Propiedad Comercial en Derecho Francés
Se denomina “propiedad comercial” a las disposiciones legales y reglamentarias que regulan las condiciones de fijación del precio del alquiler, que dan derecho al arrendatario comercial a renovar el contrato de arrendamiento de los locales ocupados por su empresa.
Si una sociedad titular de arrendamientos precarios calificados como de temporada solicita al juez que se declare que debe beneficiarse de la condición de arrendamiento mercantil, debe justificar que en la fecha del auto de requerimiento estaba inscrita en el registro mercantil y de empresas. El art. L.145-33 del Código de Comercio francés no se aplican al alquiler del arrendamiento de larga duración previsto en el artículo L.451-3 del Código Rural y de Pesca Marítimo francés, al término del cual el arrendatario, titular de un derecho real durante su duración, no se beneficia de ningún derecho de renovación ni de indemnización por desahucio.
El arrendatario debe estar inscrito en el Registro Mercantil. El derecho a la renovación sólo puede ser invocado por el propietario del negocio que se explota en el local y sólo para la actividad que efectivamente realiza. Las disposiciones relativas al estatuto de los arrendamientos comerciales se aplican a los arrendamientos de edificios o locales en los que se explota una empresa, independientemente de que ésta pertenezca a un comerciante o a un industrial inscrito en el registro mercantil y de empresas y de que ejerza o no actividades comerciales. El beneficio del derecho a la renovación sólo puede aplicarse a condición de que el arrendatario esté inscrito en la actividad efectivamente ejercida en el local. La denegación por parte del arrendador de la aplicación al arrendatario del estatuto de arrendamiento comercial por falta de inscripción en el Registro Mercantil no tiene que ir precedida de una notificación formal.
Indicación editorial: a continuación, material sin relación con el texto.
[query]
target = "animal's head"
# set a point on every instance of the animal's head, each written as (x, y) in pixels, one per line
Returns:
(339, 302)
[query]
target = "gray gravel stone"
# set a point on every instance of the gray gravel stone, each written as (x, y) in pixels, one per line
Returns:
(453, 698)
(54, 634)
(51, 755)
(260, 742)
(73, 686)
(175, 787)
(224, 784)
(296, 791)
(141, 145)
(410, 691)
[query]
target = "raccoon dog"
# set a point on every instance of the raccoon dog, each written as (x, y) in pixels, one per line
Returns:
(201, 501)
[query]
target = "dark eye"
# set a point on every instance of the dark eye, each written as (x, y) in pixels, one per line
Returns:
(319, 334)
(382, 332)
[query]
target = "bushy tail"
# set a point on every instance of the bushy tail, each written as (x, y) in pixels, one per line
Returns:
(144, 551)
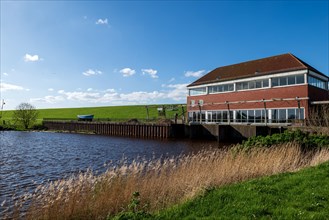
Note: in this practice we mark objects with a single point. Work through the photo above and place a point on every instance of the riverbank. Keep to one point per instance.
(300, 195)
(150, 186)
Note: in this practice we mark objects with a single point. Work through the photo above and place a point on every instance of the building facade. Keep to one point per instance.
(278, 89)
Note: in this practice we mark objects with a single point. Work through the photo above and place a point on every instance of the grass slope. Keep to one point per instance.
(301, 195)
(112, 112)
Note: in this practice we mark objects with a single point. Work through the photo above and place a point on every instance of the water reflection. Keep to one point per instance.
(31, 158)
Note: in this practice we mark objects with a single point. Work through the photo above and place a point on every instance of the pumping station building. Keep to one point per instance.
(274, 90)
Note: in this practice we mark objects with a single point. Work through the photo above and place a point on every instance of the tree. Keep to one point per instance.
(26, 114)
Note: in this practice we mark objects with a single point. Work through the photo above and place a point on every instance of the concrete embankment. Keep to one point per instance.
(194, 131)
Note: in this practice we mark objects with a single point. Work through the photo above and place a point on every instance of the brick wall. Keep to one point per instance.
(272, 93)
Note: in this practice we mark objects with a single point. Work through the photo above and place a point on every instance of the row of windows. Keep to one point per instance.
(221, 88)
(288, 80)
(257, 84)
(317, 82)
(198, 91)
(249, 116)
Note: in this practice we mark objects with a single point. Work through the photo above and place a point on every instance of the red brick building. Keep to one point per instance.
(278, 89)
El Código de Comercio no prevé la doble notificación de la resolución que fija la renta del arrendamiento renovado para el ejercicio del derecho de opción, de modo que la notificación de la resolución de primera instancia que fija la renta pone en marcha tanto el periodo de opción como el de recurso.
En caso de que se determine judicialmente un nuevo alquiler, se mantiene provisionalmente el antiguo. Al final del procedimiento, el inquilino debe pagar los intereses legales calculados sobre la diferencia entre la nueva renta del contrato renovado y la renta provisional. Corre a partir de la entrega del escrito de inicio del procedimiento de fijación del precio, cuando el arrendador está en el origen del procedimiento, y a partir de la notificación de la primera defensa cuando es el arrendatario quien ha remitido el asunto al juez.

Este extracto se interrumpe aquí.